You're correct when you state that you were very very wrong, because you most certainly are.
This guy, regardless if he is a 'christian', is using you for his own needs and in the process is damaging you to the extent of confusion and misery. I'm sorry, but he doesn't love you and never will commit to you because he would have done so by now if he was a genuine person with genuine feelings and respect for you.
Have a look in the mirror and ask yourself what you have gained from your relationship with this guy and then compare that to what your christian upbringing has taught you to expect from a true relationship. Step back and assess yourself and your own actions here as well.
Really nice christian guy?..I think not Ruth.
Thanks Manalone..i've been doing some thinking lately and I realised I was wrong, however I feel trapped in a sense because I gave him my body and i feel like now if i have to move on I will really and truly have nothing to offer my husband'. this guy rally took a lot from me, I literally did..do anything for him but he cant seem to see that, he seems to see more of the negative things.
Ruthy, I think if you made a list of his qualities, you will find your answer.
The fact that you two have a physical relationship and he will not even acknowledge you in public is very telling.
He does not act in a christian way. He does not respect or honor you. And you are not demanding that he treat you in a christian way, either.

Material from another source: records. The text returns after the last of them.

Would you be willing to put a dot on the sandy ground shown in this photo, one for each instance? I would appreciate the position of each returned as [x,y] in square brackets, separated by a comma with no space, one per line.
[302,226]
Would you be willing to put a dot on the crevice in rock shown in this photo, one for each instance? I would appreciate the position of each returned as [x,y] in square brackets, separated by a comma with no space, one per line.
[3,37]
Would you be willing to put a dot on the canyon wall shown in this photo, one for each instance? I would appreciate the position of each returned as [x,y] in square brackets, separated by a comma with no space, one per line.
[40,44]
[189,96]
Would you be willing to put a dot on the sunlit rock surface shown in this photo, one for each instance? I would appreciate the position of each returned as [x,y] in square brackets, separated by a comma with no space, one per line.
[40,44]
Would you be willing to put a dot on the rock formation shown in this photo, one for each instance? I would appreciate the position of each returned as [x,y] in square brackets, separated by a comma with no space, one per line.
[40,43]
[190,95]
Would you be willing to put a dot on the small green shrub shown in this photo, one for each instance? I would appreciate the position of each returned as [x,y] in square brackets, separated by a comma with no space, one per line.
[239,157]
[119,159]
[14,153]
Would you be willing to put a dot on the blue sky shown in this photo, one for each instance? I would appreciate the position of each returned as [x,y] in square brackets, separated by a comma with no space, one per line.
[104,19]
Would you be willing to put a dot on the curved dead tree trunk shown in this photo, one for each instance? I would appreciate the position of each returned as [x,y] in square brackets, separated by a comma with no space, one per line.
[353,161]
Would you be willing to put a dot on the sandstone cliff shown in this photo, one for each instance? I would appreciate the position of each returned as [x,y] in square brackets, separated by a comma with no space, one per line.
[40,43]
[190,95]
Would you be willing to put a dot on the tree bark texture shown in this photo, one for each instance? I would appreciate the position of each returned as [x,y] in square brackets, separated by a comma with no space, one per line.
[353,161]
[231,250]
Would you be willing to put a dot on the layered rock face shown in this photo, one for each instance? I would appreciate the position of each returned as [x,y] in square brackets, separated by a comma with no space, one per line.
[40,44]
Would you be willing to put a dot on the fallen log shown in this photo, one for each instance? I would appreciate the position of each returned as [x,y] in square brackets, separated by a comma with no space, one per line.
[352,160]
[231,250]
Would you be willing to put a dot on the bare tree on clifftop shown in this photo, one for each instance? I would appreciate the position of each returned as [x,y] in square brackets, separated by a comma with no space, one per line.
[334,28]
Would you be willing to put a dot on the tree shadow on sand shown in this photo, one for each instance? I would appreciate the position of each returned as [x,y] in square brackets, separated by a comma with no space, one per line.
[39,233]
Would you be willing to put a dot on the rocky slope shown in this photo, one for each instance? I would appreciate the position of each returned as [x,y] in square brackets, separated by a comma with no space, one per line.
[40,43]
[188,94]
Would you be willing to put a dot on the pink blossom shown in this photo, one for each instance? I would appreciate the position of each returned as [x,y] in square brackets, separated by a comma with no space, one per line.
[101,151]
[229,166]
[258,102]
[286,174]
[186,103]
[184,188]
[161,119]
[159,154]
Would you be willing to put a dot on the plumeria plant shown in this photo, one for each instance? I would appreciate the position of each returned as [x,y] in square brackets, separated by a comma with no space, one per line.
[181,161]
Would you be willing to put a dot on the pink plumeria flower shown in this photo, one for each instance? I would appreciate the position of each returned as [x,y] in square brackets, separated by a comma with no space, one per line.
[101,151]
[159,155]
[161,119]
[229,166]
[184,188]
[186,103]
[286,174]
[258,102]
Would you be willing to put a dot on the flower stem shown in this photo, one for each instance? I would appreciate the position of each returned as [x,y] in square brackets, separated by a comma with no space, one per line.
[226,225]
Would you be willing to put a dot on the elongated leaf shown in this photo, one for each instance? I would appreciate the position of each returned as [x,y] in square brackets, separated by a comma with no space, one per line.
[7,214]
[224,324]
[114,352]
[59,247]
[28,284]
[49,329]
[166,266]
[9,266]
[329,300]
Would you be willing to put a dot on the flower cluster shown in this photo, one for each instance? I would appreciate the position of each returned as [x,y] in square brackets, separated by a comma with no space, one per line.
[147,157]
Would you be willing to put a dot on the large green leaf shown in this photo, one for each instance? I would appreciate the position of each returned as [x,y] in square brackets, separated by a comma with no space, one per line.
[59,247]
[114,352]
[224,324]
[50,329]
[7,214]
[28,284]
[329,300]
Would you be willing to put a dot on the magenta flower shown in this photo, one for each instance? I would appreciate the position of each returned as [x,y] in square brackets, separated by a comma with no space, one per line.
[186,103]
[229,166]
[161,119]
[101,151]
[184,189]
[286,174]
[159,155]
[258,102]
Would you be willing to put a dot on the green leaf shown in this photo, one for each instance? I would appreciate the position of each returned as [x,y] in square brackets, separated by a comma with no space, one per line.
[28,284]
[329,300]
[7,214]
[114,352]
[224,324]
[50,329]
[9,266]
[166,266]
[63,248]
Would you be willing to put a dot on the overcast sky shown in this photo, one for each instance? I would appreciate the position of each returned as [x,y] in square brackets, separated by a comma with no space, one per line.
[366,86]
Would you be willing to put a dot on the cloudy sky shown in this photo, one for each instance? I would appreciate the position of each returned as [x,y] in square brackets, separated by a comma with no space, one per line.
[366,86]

I know how it feels to give your body to a man who wont love you but you have to move on a let him go. Be powerful as a woman and stand up for yourself. Let him go, delete his number, avoid him at all costs. It will make you cry and make you feel like you have lost everything but soon you will grow from it and God will give you the strength to find yourself and your own happiness. I have found myself crying in the shower on the floor about a man and I realized I needed to pray and God have me the strength to let them go. Let them go and give your problems to God. Your virginity is a lot but soon you will realize that your heart and soul and emotional well being are worth more than a hymen that is intact. This man will not respect you because he never respected you to begin with. Sex does not make a man fall in love. You cannot make a man fall in love no Matter what you do. god will send you the right one one day. You just do what's best for you and that is to end things with this man. Let him go, delete his number, avoid him at all costs even if u have to change numbers. It will help I promise.